Grahame Weinbren’s SONATA is interactive cinema, realised in a spatial installation. Visitors can influence and change the course of the film by grabbing a frame that hangs freely in the room and producing an infra-red field that acts like a touch screen.

Only very few artists are able to handle this hybrid form of art that includes video as well as film. Over the past decade, Grahame Weinbren has established himself as the most brilliant representative of this group, not only by his virtuosic command of the above art form, but also by being able to use and exploit the artistic potential of the latest computer technology.
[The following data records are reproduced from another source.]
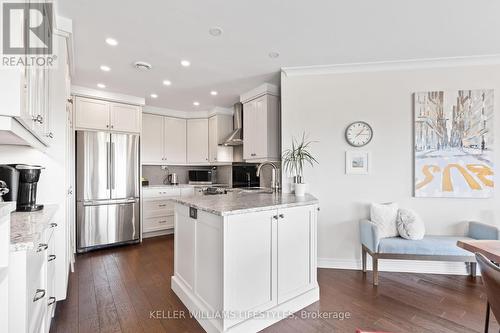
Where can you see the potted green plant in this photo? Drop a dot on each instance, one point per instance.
(294, 160)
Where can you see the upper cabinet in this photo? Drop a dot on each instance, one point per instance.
(261, 127)
(197, 141)
(152, 139)
(163, 140)
(95, 114)
(175, 140)
(219, 127)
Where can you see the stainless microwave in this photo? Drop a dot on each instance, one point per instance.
(202, 176)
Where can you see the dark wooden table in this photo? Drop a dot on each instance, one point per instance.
(489, 248)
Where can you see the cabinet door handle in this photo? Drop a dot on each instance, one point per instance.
(39, 294)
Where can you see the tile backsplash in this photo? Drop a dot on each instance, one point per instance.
(156, 175)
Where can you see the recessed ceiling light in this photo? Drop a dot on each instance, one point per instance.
(215, 31)
(142, 65)
(274, 54)
(111, 41)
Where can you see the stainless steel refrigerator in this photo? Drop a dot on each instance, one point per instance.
(107, 189)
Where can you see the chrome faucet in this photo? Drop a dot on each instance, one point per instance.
(275, 183)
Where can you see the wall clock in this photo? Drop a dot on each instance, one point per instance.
(358, 134)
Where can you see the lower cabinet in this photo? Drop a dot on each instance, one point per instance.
(32, 281)
(271, 257)
(158, 209)
(245, 264)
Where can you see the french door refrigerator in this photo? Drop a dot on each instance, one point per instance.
(107, 189)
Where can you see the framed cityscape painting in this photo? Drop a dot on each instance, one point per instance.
(454, 144)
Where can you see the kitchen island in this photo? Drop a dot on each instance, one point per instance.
(243, 261)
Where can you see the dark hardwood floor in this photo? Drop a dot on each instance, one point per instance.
(114, 290)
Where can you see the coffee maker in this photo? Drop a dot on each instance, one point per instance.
(22, 180)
After “The Erl King” from 1986, SONATA is Grahame Weinbren’s second interactive film. In this work he combines scenes based upon Tolstoy’s short story “The Kreutzer Sonata” with elements from the biblical story of “Judith” into labyrinthine, associative image sequences and a linear cinematographic narrative. Furthermore, he tries to approach the arbitrary complexity of trains of thoughts and dreams: The viewer may watch the same scene from the point-of-view of different characters and enter different narrative threads. Thus, an individual version of the artwork is created (“fictional mind”), an individual “meditation” about the (Tolstoyan) claim that art—and especially music—potentially creates violence. This is extended by the question of immanent violence in relationships between the sexes with the story of Judith who seduces Holofernes only to behead him afterwards.